HRDC vice-chairperson Gift Trapence has since hailed the synod for endorsing the demonstrations, saying the church’s position shows the synod stands for the voice of people.
He said: “We commend the church for that. It is not siding with HRDC, but with the right of the people to demonstrate. These rights are enshrined in the Constitution of the Republic of Malawi.”
Meanwhile, University of Malawi’s Chancellor College political science lecturer Mustafa Hussein said in an interview the church is not doing anything wrong by participating in the protests.
He said: “There is no problem with endorsing demonstrations because these demonstrations have a purpose. There is nothing wrong because they are not endorsing violence, but the idea to exercise a constitutional right. If the church did not endorse the demonstrations, one would interpret that they are against people’s right.”
Malawi Congress Party (MCP) publicity secretary the Reverend Maurice Munthali and his UTM Party counterpart Joseph Chidanthi Malunga said in separate interviews that they support the HRDC plan to hold demonstrations at airports and border posts.
Since May 27 this year when the MEC chair Ansah declared Mutharika of the governing Democratic Progressive Party (DPP) winner of the presidential race in the May 21 Tripartite Elections with 1 940 740 votes, representing 38.8 percent, the political temperature has risen, with demonstrations which in some cases have been marred by looting and violence.
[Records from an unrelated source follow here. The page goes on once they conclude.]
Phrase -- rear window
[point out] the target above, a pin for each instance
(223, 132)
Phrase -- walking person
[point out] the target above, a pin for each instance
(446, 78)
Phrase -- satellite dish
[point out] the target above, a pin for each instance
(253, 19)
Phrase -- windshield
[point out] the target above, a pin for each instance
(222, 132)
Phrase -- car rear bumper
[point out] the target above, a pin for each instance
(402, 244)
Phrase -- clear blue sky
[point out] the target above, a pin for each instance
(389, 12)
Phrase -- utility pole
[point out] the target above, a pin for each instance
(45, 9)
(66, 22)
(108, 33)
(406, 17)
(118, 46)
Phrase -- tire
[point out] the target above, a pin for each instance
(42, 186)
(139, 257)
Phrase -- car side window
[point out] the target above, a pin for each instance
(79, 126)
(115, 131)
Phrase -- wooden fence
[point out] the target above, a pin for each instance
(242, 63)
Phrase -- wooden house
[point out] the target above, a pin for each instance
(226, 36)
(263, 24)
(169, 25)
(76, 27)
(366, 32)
Results MEC announced put MCP presidential candidate Lazarus Chakwera on second position with 1 781 740 votes, representing 35.41 percent while his UTM Party counterpart Saulos Chilima came a distant third with 1 018 369 votes, representing 20.24 percent, ahead of four other aspirants.
Chilima and Chakwera have since filed a petition in the Constitutional Court seeking nullification of the presidential election results. They cite alleged flaws in the results management process as a key factor for their case.
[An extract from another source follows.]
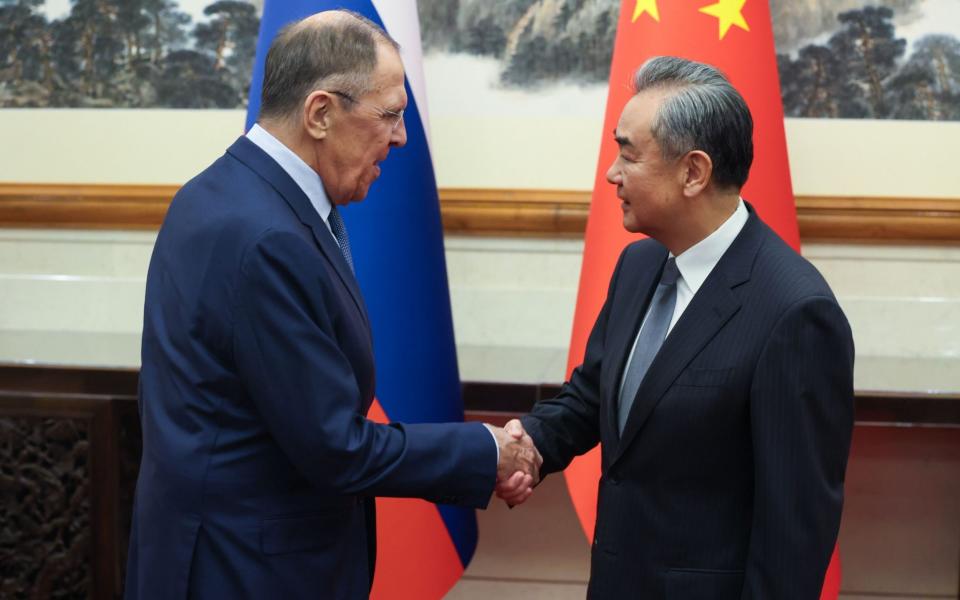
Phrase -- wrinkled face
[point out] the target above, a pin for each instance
(362, 132)
(650, 189)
Ansah, a judge of the Malawi Supreme Court of Appeal, has dismissed calls for her to resign for allegedly mismanaging the presidential election, saying she would only step down if the court hearing an elections petition case found her leadership to have failed to discharge its duties.
Last week, HRDC demanded that Mutharika should address the nation on steps he is taking to solve the current political impasse or risk triggering a high level of demonstrations.
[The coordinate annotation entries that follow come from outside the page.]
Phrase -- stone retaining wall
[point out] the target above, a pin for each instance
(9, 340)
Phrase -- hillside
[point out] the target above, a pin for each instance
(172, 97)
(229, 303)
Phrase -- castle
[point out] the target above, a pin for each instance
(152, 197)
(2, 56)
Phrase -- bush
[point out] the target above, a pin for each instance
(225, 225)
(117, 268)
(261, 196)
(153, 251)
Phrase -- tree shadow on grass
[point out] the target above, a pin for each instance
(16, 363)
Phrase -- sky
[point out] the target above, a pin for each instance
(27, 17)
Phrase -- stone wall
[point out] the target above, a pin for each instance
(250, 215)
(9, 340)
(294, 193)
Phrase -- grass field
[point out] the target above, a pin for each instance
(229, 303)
HRDC chairperson Timothy Mtambo warned that if the President did not assure the country of how he is moving to meet demands presented in the six demonstrations HRDC has staged in the past two months, his group would hold demonstrations in strategic places such as border posts and airports.
Mutharika has, to date, kept mum.
The demonstrations have been scheduled from August 26 to 30, to be followed by a “two million march” organised in the four cities of Mzuzu, Zomba, Lilongwe and Blantyre on September 5 this year. The Livingstonia Synod, largely domiciled in the Northern Region with a few churches in the Centre, has in the past openly criticised the DPP-led government, particularly for introducing the quota system for selecting students into public universities, which they claim puts students from the North at a disadvantage.